Frequentemente, la pericardite acuta ammette una genesi virale (in particolare virus influenzali e parainfluenzali, nonché il SARS-CoV-2 legato a COVID-19). Più raramente, alcuni batteri (in particolare i micobatteri della tubercolosi), funghi e parassiti possono essere coinvolti.
Tra le cause non infettive vi sono tumori, infarto miocardico, insufficienza renale avanzata (pericardite “uremica”), disturbi della funzione tiroidea, malattie autoimmuni, farmaci (tra cui antibiotici e antineoplastici), trattamenti radianti, traumi o lesioni (anche conseguenti a procedure diagnostiche o terapeutiche che coinvolgono il pericardio, quali gli interventi cardiochirurgici).
Quali sono i sintomi della pericardite?
Il sintomo tipico della pericardite è il dolore toracico, più intenso in posizione supina e alleviato dalla posizione seduta e reclinata in avanti; varia con la respirazione e la tosse.
Essendo la genesi virale fra le più comuni, spesso la pericardite acuta è preceduta da sintomi influenzali (tosse, febbre) e/o gastroenterici (diarrea, nausea, vomito).
Altri sintomi possono essere legati a quelli della specifica causa sottostante.
Pericardite: come si fa la diagnosi?
Per diagnosticare la pericardite possono essere necessari i seguenti esami:
- Esame obiettivo cardiologico: a un’accurata auscultazione del cuore è possibile apprezzare degli sfregamenti, che riflettono lo scorrimento fra loro dei foglietti pericardici inspessiti ed infiammati.
- Elettrocardiogramma (ECG): sono presenti alterazioni dell’attività elettrica cardiaca in più della metà dei casi di pericardite.
- Radiografia del torace: può suggerire la presenza di versamento pericardico ed evidenziare polmoniti concomitanti.
- Esami ematici: con particolare attenzione al rialzo degli indici infiammatori;
- Ecocardiogramma transtoracico: permette di individuare e quantificare il versamento pericardico nonché il suo impatto sul riempimento delle camere cardiache.
Come trattare la pericardite?
Se i sintomi e gli esami diagnostici suggeriscono una malattia specifica come causa della pericardite, questa andrà indagata e trattata.
Nella maggior parte dei casi, quando la pericardite è idiopatica, il trattamento prevede la somministrazione di farmaci antinfiammatori non steroidei (FANS) ad alte dosi, come acido acetilsalicilico o ibuprofene, per diverse settimane, riducendo progressivamente la dose.
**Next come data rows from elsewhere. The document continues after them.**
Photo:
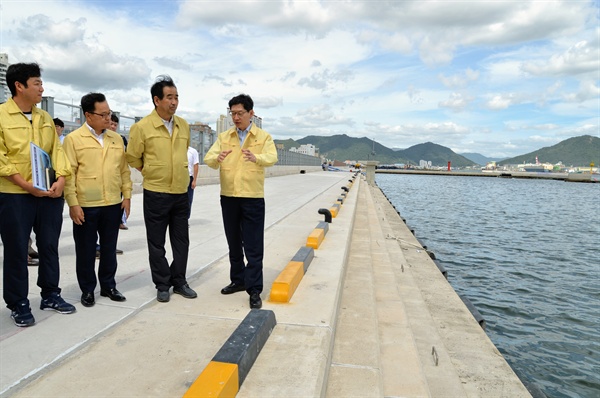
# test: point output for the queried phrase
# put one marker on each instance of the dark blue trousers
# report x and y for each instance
(100, 222)
(162, 211)
(244, 222)
(19, 214)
Si associa la colchicina, un farmaco blandamente immunosoppressivo, per ridurre il rischio di recidive. I sintomi solitamente si alleviano nell’arco di qualche giorno di trattamento.
Nel caso i FANS risultino inefficaci o siano controindicati, si prescrive una terapia a base di corticosteroidi, che rappresentano abitualmente una seconda linea terapeutica.
Per i pazienti che presentano pericarditi ricorrenti nonostante prolungate terapie corticosteroidee si può considerare l’uso di terapie immunosoppressive più potenti: azatioprina, anakinra, immunoglobuline endovena.
In tutti i casi, è tuttavia indispensabile astenersi dall’esercizio fisico per almeno due settimane dall’esordio di una pericardite acuta, e comunque fino a risoluzione clinica e laboratoristica dell’infiammazione.
Si può prevenire la pericardite?
Purtroppo, non è possibile adottare misure per la prevenzione della pericardite. In questo caso, una tempestiva valutazione cardiologica può consentire una tempestiva diagnosi e terapia, in modo da prevenire l’evoluzione verso forme croniche o ricorrenti della malattia.